Learn about Dotdot's basic knowledge and design applications

Dotdot : IoT Language

Author: Mr. Chairman EzraHale Silicon Labs Software Systems Engineering Manager and Technical Subcommittee MeshIP Zigbee Alliance

Silicon Labs (Science Technology), an important member of the Zigbee Alliance and the Thread Group, has spared no effort in recent years to develop and optimize dynamic multi-protocol wireless technology, and can quickly promote various wireless technologies to communicate without hindrance. With the Zigbee Alliance and ThreadGroup officially issuing the new Dotdot specification based on the Thread IP network, as the universal standard application language for intelligent devices to communicate on any network, developers can confidently use mature, open, and available IP networks for the first time. The interoperable IoT language will help integrate the fragmented smart connected device industry and open up new markets.
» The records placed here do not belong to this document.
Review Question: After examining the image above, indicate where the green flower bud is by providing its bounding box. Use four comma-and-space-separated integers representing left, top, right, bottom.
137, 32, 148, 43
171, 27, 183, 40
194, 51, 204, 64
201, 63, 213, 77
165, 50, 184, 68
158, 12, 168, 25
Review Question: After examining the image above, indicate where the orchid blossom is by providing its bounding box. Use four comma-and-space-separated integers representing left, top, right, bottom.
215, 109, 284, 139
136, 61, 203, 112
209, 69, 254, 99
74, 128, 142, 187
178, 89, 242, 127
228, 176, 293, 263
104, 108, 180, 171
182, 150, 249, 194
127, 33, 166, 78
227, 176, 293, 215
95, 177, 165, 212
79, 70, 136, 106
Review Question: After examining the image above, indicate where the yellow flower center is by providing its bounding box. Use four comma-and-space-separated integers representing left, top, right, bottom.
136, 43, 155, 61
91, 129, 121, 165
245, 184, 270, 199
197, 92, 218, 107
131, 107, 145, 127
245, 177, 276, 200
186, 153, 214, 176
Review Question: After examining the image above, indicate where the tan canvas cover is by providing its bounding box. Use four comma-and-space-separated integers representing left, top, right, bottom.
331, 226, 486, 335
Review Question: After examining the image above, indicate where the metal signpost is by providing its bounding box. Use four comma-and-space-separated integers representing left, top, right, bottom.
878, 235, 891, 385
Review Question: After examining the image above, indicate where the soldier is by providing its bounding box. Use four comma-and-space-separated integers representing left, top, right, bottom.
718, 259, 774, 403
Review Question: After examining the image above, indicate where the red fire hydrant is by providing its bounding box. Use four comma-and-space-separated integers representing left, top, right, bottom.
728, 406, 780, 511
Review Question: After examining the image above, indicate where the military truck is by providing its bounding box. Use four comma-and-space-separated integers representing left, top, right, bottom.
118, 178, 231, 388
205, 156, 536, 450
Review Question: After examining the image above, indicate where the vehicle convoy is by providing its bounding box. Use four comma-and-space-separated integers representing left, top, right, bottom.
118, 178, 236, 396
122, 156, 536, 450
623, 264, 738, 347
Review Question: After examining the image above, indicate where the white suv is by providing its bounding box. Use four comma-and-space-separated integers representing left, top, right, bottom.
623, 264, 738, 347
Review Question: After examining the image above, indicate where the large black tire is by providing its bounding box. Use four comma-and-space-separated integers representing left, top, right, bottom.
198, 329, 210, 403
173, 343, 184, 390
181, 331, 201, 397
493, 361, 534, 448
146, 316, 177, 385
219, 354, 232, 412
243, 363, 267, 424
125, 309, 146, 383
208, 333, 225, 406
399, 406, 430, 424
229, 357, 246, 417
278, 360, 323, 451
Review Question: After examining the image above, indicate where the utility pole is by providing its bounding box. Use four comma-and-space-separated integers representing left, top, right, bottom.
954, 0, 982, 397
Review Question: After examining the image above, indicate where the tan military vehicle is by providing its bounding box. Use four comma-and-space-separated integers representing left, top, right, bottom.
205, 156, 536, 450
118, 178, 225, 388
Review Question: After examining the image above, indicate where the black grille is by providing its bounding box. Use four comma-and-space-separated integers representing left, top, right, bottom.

To help engineers more easily understand Dotdot 's basic knowledge and design applications, Mr. Ezra Hale , the software system engineering manager of Silicon Labs and chairman of the Zigbee Alliance Mesh IP Technology Subcommittee , wrote a technical article - "Dotdot : IoT Language " - from a macro perspective. The Dotdot specification and application level are introduced, as well as many advantages brought to the development of IoT devices. Please click “ Read the original ” to view the full article.

Silicon Labs Software Systems Engineering Manager and Chairman of the Zigbee Alliance MeshIP Technical Subcommittee Mr. Ezra Hale

In 2013, three engineers (one from a protocol stack vendor and two competing door lock manufacturers) sat in a windowless conference room in Boston, where they reached an agreement to build their IoT devices. The door lock designs of the two manufacturers have their own characteristics. They all hope to integrate into the Zigbee ecosystem and communicate products in the same way. This collision of ideas produced some controversial places, but after a few days the engineers reached an agreement, which became the Door Lock Cluster in the Zigbee Cluster Library (ZCL).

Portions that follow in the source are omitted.